From my side of the revolution in poetry to the poets who forgot we are in a revolution. To the poets who don’t want to speak truth because you think people won’t listen to you, then you are not with the revolution. As with the church and their watered down false doctrine, my poet brothers and sisters have joined them because they are in hot pursuit to be some def poet. There is no message, it is only sugary lyrics filled with profanity and laced with your bedroom intimacies. I am a prude and I don’t want to hear it. I will keep my mouth and my mic filled with truth, some truth, a truth, but it will always be a spiritual, social, or political truth.
Some Spoken Word Poets started out saying that they didn’t care about getting rich on this and if they can enlighten just one, they would be satisfied.

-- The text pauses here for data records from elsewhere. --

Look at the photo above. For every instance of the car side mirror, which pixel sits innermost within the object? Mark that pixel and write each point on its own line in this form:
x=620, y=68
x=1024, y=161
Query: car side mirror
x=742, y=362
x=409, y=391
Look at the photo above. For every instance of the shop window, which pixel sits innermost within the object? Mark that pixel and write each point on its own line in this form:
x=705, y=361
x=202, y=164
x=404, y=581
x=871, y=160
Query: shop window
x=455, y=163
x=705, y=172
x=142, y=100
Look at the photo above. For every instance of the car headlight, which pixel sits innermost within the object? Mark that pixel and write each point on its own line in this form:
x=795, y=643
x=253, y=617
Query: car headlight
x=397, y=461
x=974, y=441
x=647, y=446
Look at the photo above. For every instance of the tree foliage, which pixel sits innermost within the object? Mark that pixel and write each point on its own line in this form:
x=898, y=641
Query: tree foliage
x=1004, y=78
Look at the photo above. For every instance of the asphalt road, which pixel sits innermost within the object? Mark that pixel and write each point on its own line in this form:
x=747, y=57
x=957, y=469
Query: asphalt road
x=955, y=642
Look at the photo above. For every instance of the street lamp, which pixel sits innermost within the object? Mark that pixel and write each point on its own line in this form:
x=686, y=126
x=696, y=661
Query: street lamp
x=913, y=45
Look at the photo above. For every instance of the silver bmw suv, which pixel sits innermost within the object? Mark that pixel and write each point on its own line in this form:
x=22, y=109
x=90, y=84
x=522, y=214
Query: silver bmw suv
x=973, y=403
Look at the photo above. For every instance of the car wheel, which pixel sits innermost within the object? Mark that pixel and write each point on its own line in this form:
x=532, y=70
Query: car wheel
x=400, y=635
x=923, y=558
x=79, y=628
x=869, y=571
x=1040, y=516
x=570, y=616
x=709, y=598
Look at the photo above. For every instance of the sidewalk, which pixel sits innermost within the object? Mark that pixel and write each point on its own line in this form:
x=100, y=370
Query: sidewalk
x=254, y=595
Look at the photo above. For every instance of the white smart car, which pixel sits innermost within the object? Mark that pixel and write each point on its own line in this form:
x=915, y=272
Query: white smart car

But now, these days, their satisfaction comes with the focus of gold on the brain and that one, you have forgotten because the roar of the applauses has caused you to fill up once again with yourself and you leave that one behind. You are a civil servant of lyrics and the voice to those who don’t have a voice. Spoken Word Poets leave no one behind.
Don’t you know lyrical warriors don’t leave anyone behind? But you follow in the path of darkness to where there is no light and truth may never see the light of day because to be rich and famous is a seed of man’s own principles which influences the character. Poets have joined in the fight to kill honor and joined in the ranks to glorify the debris of wickedness. I have just put a tighter grip on the staff of righteousness which is my mic. I am a prude and it is my dress to adorn with you, or without you. I’m not rude, I am a prude.